Mr. Dole minimizes the potential consequences to U.S. forces of what he advocates. He is not convinced, he says, that U.S. troops would be needed to rescue United Nations peacekeepers. And he charges that the Pentagon is using scare tactics with its costly estimates of arming and training the Muslims if the arms embargo against them is lifted.
hTC Critics of Mr. Dole's plan fear that it could cause an even worse mess in Bosnia. Secretary of State Warren M. Christopher says that "essentially, it's a war strategy" that could force U.S. troops into a ground war in Yugoslavia.
Mr. Dole's idea that air power and a lifting of the arms embargo can reverse Serbian aggression appeals to a widespread view that the Muslims are victims but that the United States shouldn't intervene directly to help them, says John Steinbruner of the Brookings Institution.
"It's a formula for disaster," Mr. Steinbruner said. "It may be successful partisan politics, but it's certainly not statesmanship."
Sympathy for underdog
The senator's aggressive views on Bosnia reveal a streak of sympathy for the underdog that sets him apart from some conservatives. From an Armenian-American doctor who operated on his war injury without pay in the 1940s, Mr. Dole developed an abiding interest in Armenia.
He fought unsuccessfully in the 1980s for the Senate to recognize the Ottoman Empire's alleged 1915 genocide against Armenians, inserted aid for Armenia into laws designed to help the former Soviet Union, and threatened to cut off Turkey's U.S. aid if it blocked U.S. relief bound for Armenia.
His harsh stand against Serbs in the former Yugoslavia dates to 1990.
After the Bosnia conflict exploded in 1992, Mr. Dole privately chided the Bush administration for refusing to take tough action against the Bosnian Serbs. It wasn't until Mr. Clinton backed away from his own support for the Bosnian Muslims that Mr. Dole publicly challenged U.S. policy.
Mr. Dole amassed a majority in favor of lifting the arms embargo that has prevented Bosnian Muslims from adequately defending themselves. That pressure forced the administration to seek a new U.N. resolution to lift the arms embargo -- and, failing that, to end the U.S. role in its enforcement.

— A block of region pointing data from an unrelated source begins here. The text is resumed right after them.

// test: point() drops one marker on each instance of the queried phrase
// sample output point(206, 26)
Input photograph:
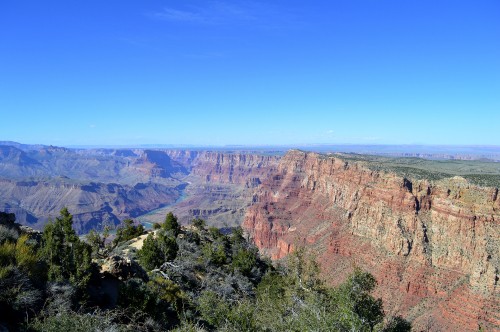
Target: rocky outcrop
point(428, 243)
point(92, 204)
point(220, 185)
point(235, 168)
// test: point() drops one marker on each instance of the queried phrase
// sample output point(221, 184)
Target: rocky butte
point(432, 245)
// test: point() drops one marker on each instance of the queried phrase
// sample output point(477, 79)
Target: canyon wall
point(432, 245)
point(220, 185)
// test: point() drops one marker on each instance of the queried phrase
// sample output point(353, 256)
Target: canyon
point(433, 246)
point(429, 234)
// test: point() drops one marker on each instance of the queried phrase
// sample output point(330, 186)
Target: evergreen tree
point(67, 257)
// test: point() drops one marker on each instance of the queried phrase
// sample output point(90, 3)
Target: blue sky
point(250, 72)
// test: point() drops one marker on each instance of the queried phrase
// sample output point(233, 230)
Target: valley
point(428, 230)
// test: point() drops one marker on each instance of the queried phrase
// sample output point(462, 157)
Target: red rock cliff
point(433, 246)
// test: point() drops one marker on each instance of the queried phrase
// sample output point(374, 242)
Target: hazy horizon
point(250, 73)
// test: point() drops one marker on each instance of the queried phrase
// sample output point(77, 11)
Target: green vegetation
point(478, 172)
point(189, 279)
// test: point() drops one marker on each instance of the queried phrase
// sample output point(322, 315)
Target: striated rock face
point(220, 184)
point(92, 204)
point(433, 246)
point(236, 168)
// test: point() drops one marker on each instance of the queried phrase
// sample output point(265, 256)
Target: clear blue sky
point(250, 72)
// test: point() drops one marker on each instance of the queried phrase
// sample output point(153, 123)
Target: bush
point(127, 231)
point(150, 255)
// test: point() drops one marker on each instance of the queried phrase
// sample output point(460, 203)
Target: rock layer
point(432, 245)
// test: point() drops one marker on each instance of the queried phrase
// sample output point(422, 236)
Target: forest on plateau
point(192, 278)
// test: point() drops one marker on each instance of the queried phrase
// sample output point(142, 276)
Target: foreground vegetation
point(191, 278)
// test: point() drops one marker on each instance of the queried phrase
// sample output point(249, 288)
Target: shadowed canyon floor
point(428, 230)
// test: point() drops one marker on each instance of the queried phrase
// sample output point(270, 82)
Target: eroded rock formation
point(433, 246)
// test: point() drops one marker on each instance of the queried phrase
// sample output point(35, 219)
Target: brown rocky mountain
point(432, 245)
point(105, 185)
point(430, 238)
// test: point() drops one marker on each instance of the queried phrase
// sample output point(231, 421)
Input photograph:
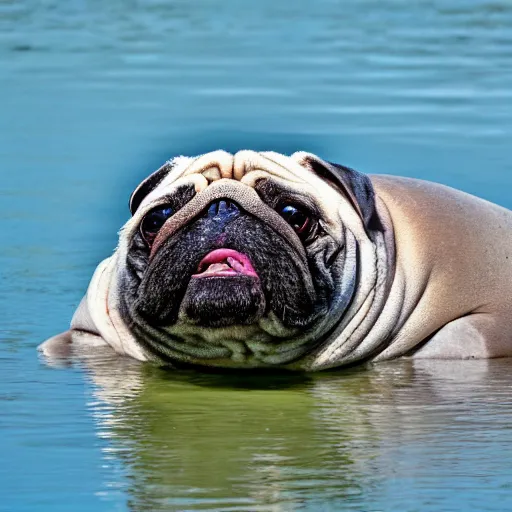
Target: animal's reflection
point(271, 441)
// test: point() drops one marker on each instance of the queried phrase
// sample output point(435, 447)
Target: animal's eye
point(299, 219)
point(153, 221)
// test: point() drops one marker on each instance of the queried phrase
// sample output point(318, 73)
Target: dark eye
point(153, 221)
point(298, 219)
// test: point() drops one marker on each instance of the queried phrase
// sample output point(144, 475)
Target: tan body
point(453, 271)
point(434, 280)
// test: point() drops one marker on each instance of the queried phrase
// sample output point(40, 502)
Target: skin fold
point(263, 260)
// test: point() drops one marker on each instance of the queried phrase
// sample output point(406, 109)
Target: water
point(94, 95)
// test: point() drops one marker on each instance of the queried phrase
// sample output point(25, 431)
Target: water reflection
point(282, 442)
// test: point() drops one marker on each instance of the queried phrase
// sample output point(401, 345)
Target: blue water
point(95, 95)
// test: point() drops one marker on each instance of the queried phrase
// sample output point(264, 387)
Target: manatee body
point(264, 260)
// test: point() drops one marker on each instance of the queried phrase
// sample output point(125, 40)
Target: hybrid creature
point(257, 259)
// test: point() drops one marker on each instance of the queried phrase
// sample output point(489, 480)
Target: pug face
point(245, 260)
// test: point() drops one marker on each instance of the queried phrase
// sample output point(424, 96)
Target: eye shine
point(153, 221)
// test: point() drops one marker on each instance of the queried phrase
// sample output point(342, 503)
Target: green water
point(94, 96)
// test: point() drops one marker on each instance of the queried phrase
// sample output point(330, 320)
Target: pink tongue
point(225, 262)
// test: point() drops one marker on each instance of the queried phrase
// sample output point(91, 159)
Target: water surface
point(94, 95)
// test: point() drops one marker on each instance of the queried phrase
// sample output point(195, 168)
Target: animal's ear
point(355, 185)
point(149, 184)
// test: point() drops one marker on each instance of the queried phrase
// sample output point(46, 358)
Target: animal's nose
point(222, 209)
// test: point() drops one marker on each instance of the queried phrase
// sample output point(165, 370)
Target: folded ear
point(356, 186)
point(149, 184)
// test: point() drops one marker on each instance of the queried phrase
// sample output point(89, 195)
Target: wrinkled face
point(236, 260)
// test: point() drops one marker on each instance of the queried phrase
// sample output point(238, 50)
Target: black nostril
point(222, 208)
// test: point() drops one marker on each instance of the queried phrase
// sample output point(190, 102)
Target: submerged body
point(261, 260)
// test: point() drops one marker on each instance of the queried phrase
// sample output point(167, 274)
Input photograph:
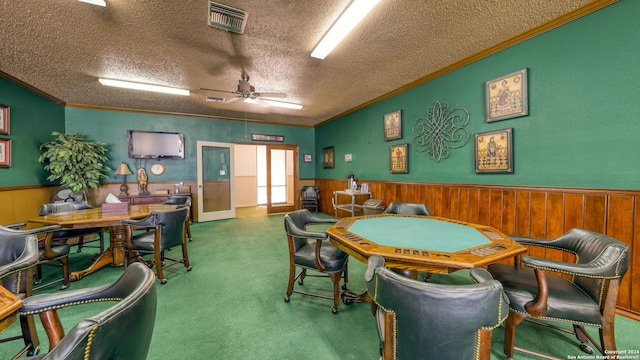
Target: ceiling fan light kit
point(248, 94)
point(95, 2)
point(347, 21)
point(144, 87)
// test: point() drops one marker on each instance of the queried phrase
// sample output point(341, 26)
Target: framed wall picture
point(506, 97)
point(399, 158)
point(393, 125)
point(4, 119)
point(328, 158)
point(494, 151)
point(5, 153)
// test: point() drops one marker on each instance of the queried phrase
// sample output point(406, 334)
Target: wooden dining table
point(9, 305)
point(95, 217)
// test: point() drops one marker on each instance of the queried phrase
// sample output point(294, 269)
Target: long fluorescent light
point(145, 87)
point(283, 104)
point(347, 21)
point(95, 2)
point(274, 103)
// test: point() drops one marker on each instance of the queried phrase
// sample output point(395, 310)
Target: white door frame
point(222, 214)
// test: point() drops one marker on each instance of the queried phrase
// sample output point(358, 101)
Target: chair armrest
point(604, 266)
point(40, 303)
point(16, 226)
point(29, 255)
point(149, 221)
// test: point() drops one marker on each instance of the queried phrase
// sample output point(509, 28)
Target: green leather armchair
point(586, 298)
point(421, 320)
point(18, 255)
point(167, 230)
point(407, 208)
point(122, 331)
point(311, 250)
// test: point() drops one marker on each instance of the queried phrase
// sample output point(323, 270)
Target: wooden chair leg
point(158, 259)
point(65, 272)
point(185, 256)
point(514, 319)
point(292, 276)
point(335, 278)
point(30, 335)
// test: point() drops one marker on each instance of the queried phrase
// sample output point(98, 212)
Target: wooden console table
point(149, 199)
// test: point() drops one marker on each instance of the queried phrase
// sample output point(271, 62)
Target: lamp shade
point(123, 169)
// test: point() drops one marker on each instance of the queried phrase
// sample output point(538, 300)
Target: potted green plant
point(76, 162)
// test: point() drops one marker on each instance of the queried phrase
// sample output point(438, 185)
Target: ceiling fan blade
point(224, 91)
point(271, 94)
point(261, 102)
point(230, 100)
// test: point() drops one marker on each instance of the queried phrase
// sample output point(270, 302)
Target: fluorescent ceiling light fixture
point(145, 87)
point(95, 2)
point(347, 21)
point(283, 104)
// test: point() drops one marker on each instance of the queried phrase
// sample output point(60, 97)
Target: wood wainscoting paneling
point(541, 212)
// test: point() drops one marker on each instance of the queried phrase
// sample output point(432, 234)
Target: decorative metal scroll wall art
point(441, 130)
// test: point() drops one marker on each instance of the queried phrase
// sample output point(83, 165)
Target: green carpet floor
point(230, 306)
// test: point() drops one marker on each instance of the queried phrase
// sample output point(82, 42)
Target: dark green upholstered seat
point(422, 320)
point(122, 331)
point(167, 229)
point(407, 209)
point(311, 250)
point(587, 297)
point(18, 255)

Mr. Dole envisions an even stronger majority once the GOP takes control of Congress in January. He has support from the new House speaker, Rep. Newt Gingrich of Georgia.
The new Senate majority leader has struck out on his own in other ways. Returning from Latin America several years ago, he called for an across-the-board shift in foreign aid so that emerging democracies could receive a greater share. That roiled Washington's pro-Israel lobby.

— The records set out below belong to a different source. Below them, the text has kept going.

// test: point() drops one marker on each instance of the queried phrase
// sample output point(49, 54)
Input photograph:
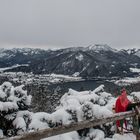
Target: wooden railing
point(37, 135)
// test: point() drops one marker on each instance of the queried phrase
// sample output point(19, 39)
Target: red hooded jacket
point(121, 104)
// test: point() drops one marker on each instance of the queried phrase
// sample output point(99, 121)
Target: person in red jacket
point(121, 106)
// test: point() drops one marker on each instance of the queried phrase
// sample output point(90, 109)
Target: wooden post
point(136, 123)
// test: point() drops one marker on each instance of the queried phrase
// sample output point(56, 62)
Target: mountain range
point(99, 60)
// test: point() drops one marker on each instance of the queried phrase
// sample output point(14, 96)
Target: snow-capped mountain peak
point(100, 47)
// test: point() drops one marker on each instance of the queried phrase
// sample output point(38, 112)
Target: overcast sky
point(66, 23)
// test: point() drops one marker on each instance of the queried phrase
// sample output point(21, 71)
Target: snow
point(68, 136)
point(127, 81)
point(1, 133)
point(74, 106)
point(101, 47)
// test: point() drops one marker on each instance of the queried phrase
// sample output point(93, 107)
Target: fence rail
point(37, 135)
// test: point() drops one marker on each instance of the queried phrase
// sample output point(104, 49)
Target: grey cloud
point(70, 22)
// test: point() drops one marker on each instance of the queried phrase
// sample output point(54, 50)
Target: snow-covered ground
point(27, 78)
point(12, 67)
point(127, 81)
point(135, 70)
point(74, 106)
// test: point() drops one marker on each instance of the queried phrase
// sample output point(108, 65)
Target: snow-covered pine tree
point(14, 103)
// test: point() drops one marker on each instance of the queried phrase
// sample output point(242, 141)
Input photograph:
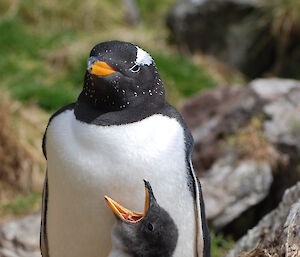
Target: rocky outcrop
point(278, 233)
point(20, 238)
point(231, 188)
point(246, 147)
point(238, 32)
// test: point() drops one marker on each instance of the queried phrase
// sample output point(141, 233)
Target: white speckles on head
point(142, 57)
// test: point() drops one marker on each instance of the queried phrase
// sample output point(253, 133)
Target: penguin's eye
point(135, 68)
point(150, 227)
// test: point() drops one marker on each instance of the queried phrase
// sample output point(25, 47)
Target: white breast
point(86, 162)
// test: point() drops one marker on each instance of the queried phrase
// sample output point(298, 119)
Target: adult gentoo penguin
point(151, 233)
point(119, 131)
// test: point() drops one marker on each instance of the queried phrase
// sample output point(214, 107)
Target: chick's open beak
point(99, 68)
point(125, 214)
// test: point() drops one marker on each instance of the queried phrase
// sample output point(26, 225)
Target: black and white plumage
point(152, 233)
point(119, 131)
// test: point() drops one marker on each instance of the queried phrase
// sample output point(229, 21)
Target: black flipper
point(43, 232)
point(203, 243)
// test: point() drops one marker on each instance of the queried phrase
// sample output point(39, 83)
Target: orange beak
point(125, 214)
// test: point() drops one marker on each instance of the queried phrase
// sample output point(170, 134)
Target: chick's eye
point(150, 227)
point(135, 68)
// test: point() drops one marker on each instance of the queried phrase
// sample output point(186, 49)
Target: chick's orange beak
point(125, 214)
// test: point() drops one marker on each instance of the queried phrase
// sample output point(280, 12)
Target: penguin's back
point(86, 162)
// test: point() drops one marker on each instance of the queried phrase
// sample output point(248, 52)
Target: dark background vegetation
point(44, 46)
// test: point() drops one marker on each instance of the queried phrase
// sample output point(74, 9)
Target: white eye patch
point(142, 57)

Mr. Dole's spring 1990 visit, with four other senators, to see Iraqi President Saddam Hussein served to embarrass him later when Iraq released a partial transcript of the meeting that depicted the senators as overly deferential to the dictator.
Beyond Bosnia policy
L Mr. Dole's influence in the foreign arena transcends Bosnia.
He now says U.S. soldiers in Haiti "maybe ought to be out by Christmas." The administration wants to keep the troops there into next year for a smooth handover to a U.N. force.
He might cause problems in implementing the agreement between the United States and North Korea to freeze the North's nuclear program in exchange for Western nuclear technology. "They got a great deal," Mr. Dole says of North Korea. "We got no deal."
While fence-sitting last month on the General Agreement on Tariffs and Trade, he referred to the new World Trade Organization, which will police the 123-nation accord, as "that awful organization."
After getting the White House to agree to closer congressional oversight of the WTO, however, Mr. Dole abandoned his claims that it would erode U.S. sovereignty, and he helped assure a bigger-than-expected Senate vote for the trade pact.
That illustrated another Dole trait -- a bark that's often worse than his bite. Often, say those who have watched him for years, a tough Dole stand is merely an opening gambit for a perennial deal maker.
Despite his harsh rhetoric on Bosnia now, he may just be maneuvering for a deal that both he and Mr. Clinton can live with, allowing Mr. Dole to help shape, but not overturn, U.S. policy.